Now, my own experience of tweeting at the Fest suggested that tweets were multilingual. Apart from the fourth day, there seemed to be a large number of French-speaking participants. A quick-and-dirty (for now) language detection exercise revealed that roughly 60% of tweets were in English, 25% in French, the rest being split between different languages especially German, Spanish, and Catalan. So, did people reply to each other based on the language of their tweets? It turns out that quite a few tweeters were involved in conversations in multiple languages. Figure 5 is a variant of Figure 4, colouring nodes and ties differently depending on language. A nice mix: interestingly, the central cluster is not monolingual and in fact, is kept together by a few, albeit small, multi-lingual tweeters.
Let’s turn now to mentions: who are the most mentioned tweeters? Again, I’ll take out of the analysis @OuiShareFest, hugely ahead of anyone else with 832 mentions received. Below, Figure 6 ranks the most mentioned: mostly companies (partners or sponsors of the event such as MAIF), speakers (such as Nathan Schneider, Nilofer Merchant), and key OuiShare personalities (such as Antonin Léonard).
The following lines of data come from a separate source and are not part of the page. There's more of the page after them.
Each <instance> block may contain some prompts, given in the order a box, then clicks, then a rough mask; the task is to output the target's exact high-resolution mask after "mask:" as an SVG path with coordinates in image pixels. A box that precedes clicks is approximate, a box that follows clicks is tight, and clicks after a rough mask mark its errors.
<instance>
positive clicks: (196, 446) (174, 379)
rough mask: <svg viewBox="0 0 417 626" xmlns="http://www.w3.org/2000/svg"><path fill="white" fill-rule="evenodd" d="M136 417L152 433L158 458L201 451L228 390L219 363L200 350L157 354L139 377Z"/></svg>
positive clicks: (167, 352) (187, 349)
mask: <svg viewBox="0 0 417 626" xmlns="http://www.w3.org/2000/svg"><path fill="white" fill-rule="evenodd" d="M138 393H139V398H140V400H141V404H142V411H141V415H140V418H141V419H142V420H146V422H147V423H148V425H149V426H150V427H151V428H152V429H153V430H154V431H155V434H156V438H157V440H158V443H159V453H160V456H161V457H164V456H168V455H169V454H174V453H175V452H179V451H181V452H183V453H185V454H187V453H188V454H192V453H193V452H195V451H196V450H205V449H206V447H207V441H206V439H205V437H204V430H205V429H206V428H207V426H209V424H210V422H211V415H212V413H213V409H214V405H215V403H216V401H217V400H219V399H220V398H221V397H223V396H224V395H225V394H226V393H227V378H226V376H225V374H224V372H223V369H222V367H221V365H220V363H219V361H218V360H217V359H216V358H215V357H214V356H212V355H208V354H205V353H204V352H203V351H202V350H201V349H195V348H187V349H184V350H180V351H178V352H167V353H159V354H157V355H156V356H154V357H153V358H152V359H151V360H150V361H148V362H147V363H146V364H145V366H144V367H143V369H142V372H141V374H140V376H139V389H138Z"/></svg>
Mentions follow the programme of the event, and most mentioned are people and organizations that play a role in shaping it.
Mentions are also a basis to build another social network – of who mentions whom in a tweet. This will be a larger network compared to the net of replies, as mentions can be of many types and also include retweets (which as we saw above, are very numerous here). There are 17248 mentions (some of which are repeated more than once) in the network. They involve 796 users who mention others and are mentioned in turn; 550 users who are mentioned, but do not mention themselves; and 1680 users who mention others, but are not themselves mentioned.
A large network such as this is more difficult to visualize meaningfully, and I had to introduce some simplifications to do so. I have included only pairs in which one had mentioned the other at least twice: this makes a network of 778 nodes with 2222 ties. The color of nodes depends on their modularity class (a group of nodes that are more connected with one another, than with any other nodes in the network) and their size depends on the number of mentions received. You will clearly recognize at the center of the network, the official @OuiShareFest account, which structures the bulk of the conversations. But even intuitively, other actors seem central as well, and their role deserves being examined more thoroghly (in some future, less preliminary analysis).
This analysis is part of a larger research project, “Sharing Networks“, led by Antonio A. Casilli and myself, and dedicated to the study of the emergence of communities of values and interest at the OuiShare Fest 2016. Twitter networks will be combined with other data on networking – including informal networking which we are capturing through a (perhaps old-fashioned, but still useful!) survey.
The analyses and visualizations above were done with the packages TwitteR and igraph in R; Figure 7 was produced with Gephi.